Does the Start button flash or change color?

Some details about the computer would also help...
make-n-model of motherboard and video card
ram, how many sticks and what type
size of psu (watts) make-n-model if you can read the sticker


----------



## Timmo (Aug 31, 2008)

Thanks for replying.

I did a power supply reset and it didn't work.

The power was off when I re-connected the fan.
I knew it had come loose because the fans have red, green, and blue lights on them, which had turned off.
There's two lights on the mother board. A red one that lights up when the power supply is connected and it's receiving power. And a second green light that lights up when the power is turned on. Right now, only the red light turns on.
The start button doesn't turn on at all.

Motherboard-abit kn8 Ultra
Graphics Card-e-GeForce 7800 GT CO
RAM- G.Skill DDR 1GB x2
PSU-Dynex 400W


----------



## vladimirb (Mar 31, 2008)

Hello and welcome to TSF...

Would be nice to try different PSU just to make sure if your PSU is good or not...
Borrow it from a friend...

Unplug all components from Motherboard and leave only CPU, RAM and Graphic card on it...


----------



## Stu_computer (Jul 7, 2005)

Yeah, you may have to open up the case again.

Try this first though...
Press the [Insert] key on the keyboard and hold it, then press the power on button, it may boot the system.

Before you start pulling wires off components, do a visual inspection to see if any wires came loose during the reassembly last time, also lightly press on connectors and cards to make sure their seated properly. Check that there are no screws or other metal laying on the motherboard. If all looks okay, then do a CMOS reset.


----------



## Timmo (Aug 31, 2008)

Didn't work. 
:\

I'm going to buy a new Power supply.


----------



## Stu_computer (Jul 7, 2005)

Well, it does happen occasionally that a psu will just up and quit without warning, but they usually give advance notice, like freezes and shutdowns and frying some components first--smoke and a burnt plastic smell are good indicators too.

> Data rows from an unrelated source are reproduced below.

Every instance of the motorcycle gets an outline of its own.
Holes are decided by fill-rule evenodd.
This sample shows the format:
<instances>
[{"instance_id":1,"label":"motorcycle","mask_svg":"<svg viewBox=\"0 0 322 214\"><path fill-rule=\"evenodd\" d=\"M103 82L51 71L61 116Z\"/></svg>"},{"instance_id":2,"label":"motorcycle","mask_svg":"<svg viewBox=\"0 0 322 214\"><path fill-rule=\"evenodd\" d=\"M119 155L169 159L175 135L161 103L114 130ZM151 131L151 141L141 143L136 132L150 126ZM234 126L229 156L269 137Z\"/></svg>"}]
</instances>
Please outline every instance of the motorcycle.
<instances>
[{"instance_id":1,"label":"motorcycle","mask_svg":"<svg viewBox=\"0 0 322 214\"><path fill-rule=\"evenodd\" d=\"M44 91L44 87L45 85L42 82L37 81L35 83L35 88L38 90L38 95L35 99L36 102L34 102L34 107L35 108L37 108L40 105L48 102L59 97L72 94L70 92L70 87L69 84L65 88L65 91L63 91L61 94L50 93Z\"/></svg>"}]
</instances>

So, the 5VSB LED comes on and the VCC LED (power-on) doesn't-not even a momentary flash?
Did you check the Start button wires, are they still secure on the PWR pins?
Pull that Start cable off and touch the pins together with a quick tap of a screwdriver tip to see if it triggers a start.

If not, then leave the cable off and try using an unfolded paper clip to short the Green wire (PS_ON) to a black wire (COM) beside it on the ATXPWR1 connector. A fast touch is all that's needed.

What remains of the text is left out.